Capitalism is an economic system characterised by:
- Lack of government intervention
- Means of production owned by private firms.
- Goods and services distributed according to price mechanism (as opposed to government price controls)
Pros of capitalism
- Economic freedom helps political freedom. If governments own the means of production and set prices, it invariably leads to a powerful state and creates a large bureaucracy which may extend into other areas of life.
- Efficiency. Firms in a capitalist based society face incentives to be efficient and produce goods which are in demand. These incentives create the pressures to cut costs and avoid waste. State owned firms often tend to be more inefficient (e.g. less willing to get rid of surplus workers and less incentives to try new innovative working practices.)
- Economic growth. With firms and individuals facing incentives to be innovative and work hard this creates a climate of innovation and economic expansion. This helps to increase real GDP and lead to improved living standards. This increased wealth, enables a higher standard of living; in theory, everyone can benefit from this increased wealth, and there is a ‘trickle down effect‘ from rich to poor.
- There are no better alternatives. As Winston Churchill, ‘“It has been said that democracy is the worst form of government except all the others that have been tried.’ A similar statement could apply to capitalism.
Cons of capitalism
- Monopoly power. Private ownership of capital enables firms to gain monopoly power in product and labour markets. Firms with monopoly power can exploit their position to charge higher prices. See: Monopoly
- Monopsony power. Firms with monopsony power can pay lower wages to workers. In capitalist societies, there is often great inequality between the owners of capital and those who work for firms. See: Monopsony exploitation
- Social benefit ignored. A free market will ignore extenalities. A profit maximising capitalist firm is likely to ignore negative externalities, such as pollution from production; this can harm living standards. Similarly, a free market economy will under-provide goods with positive externalities, such as health, public transport and education. This leads to an inefficient allocation of resources. Even supporters of capitalism will admit that government provision of certain public goods and public services is essential to maximise the potential of a capitalist society.
- Inherited wealth and wealth inequality. A capitalist society is based on legal right to private property and the ability to pass on wealth to future generations. Capitalists argue that a capitalist society is fair because you gain the rewards of your hard work. But, often people are rich, simply because they inherit wealth or are born into a privileged class. Therefore, capitalist society not only fails to create equality of outcome, but also fails to provide equality of opportunity.

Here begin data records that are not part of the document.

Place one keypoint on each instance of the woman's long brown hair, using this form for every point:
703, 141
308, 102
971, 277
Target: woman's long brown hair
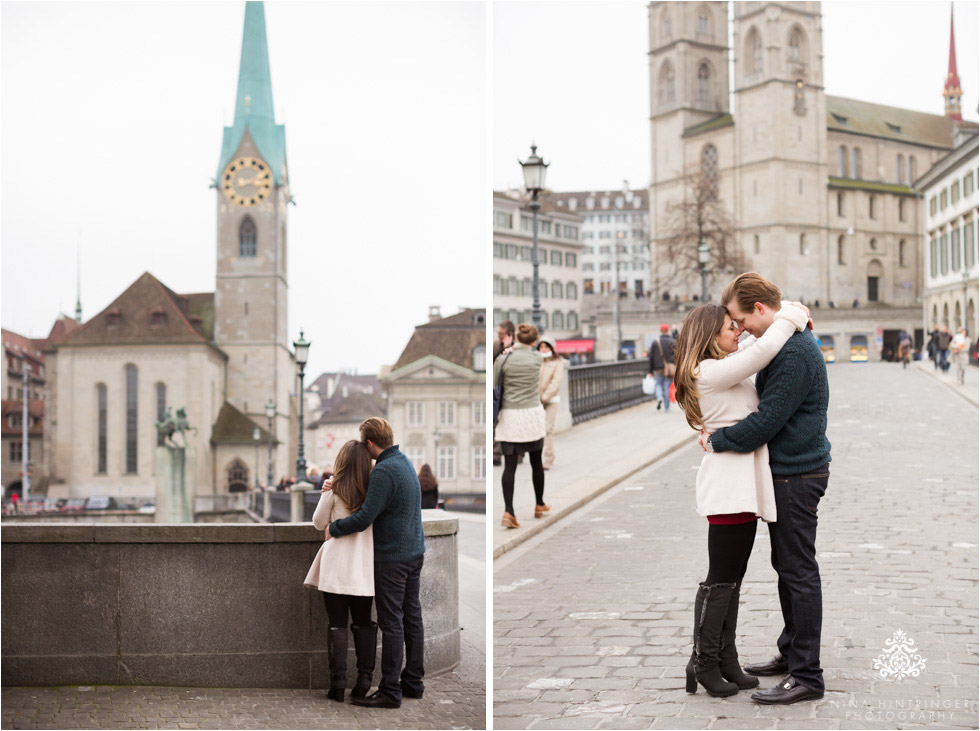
352, 468
696, 343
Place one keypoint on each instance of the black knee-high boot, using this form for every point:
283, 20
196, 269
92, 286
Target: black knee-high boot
365, 646
710, 609
728, 663
337, 641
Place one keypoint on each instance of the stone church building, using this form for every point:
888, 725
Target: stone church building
222, 355
819, 188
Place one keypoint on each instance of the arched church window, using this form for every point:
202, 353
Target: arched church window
794, 46
704, 78
237, 476
709, 170
246, 238
131, 414
704, 22
666, 84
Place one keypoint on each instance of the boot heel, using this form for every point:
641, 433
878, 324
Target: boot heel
692, 684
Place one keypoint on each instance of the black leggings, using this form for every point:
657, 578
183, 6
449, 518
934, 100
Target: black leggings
338, 606
729, 548
537, 478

- Inequality creates social division. Societies which are highly unequal create resentment and social division.
- Diminishing marginal utility of wealth. A capitalist society argues it is good if people can earn more leading to income and wealth inequality. However, this ignores the diminishing marginal utility of wealth. A millionaire who gets an extra million sees little increase in economic welfare, but that £1 million spent on health care would provide a much bigger increase in social welfare.
- Boom and bust cycles. Capitalist economies have a tendency to booms and busts with painful recessions and mass unemployment. See: Boom and bust economic cycles
Different types of capitalism
All types of capitalism implies that the economy is ‘market based’ However, within the broad term of capitalism, there are different varieties which can have profoundly different outcomes. For example, unregulated capitalism – sometimes termed ‘turbo capitalism’ will see greater problems associated with inequality, under-provision of public services and greater inequality. A primarily ‘capitalist’ society with some regulation on inequality, environment and monopoly power can create a very different outcome to a pure ‘capitalist’ society.
When people talk about capitalist societies, e.g. US, there is actually significant government intervention in areas such as education, health care and transport. US government accounts for around 35% of GDP.
Even a country like France, where the government spend 50% of GDP has an economy which may be considered to be primarily ‘free market’. There is no clear cut point when an economy stops being capitalist and becomes a ‘mixed economy’.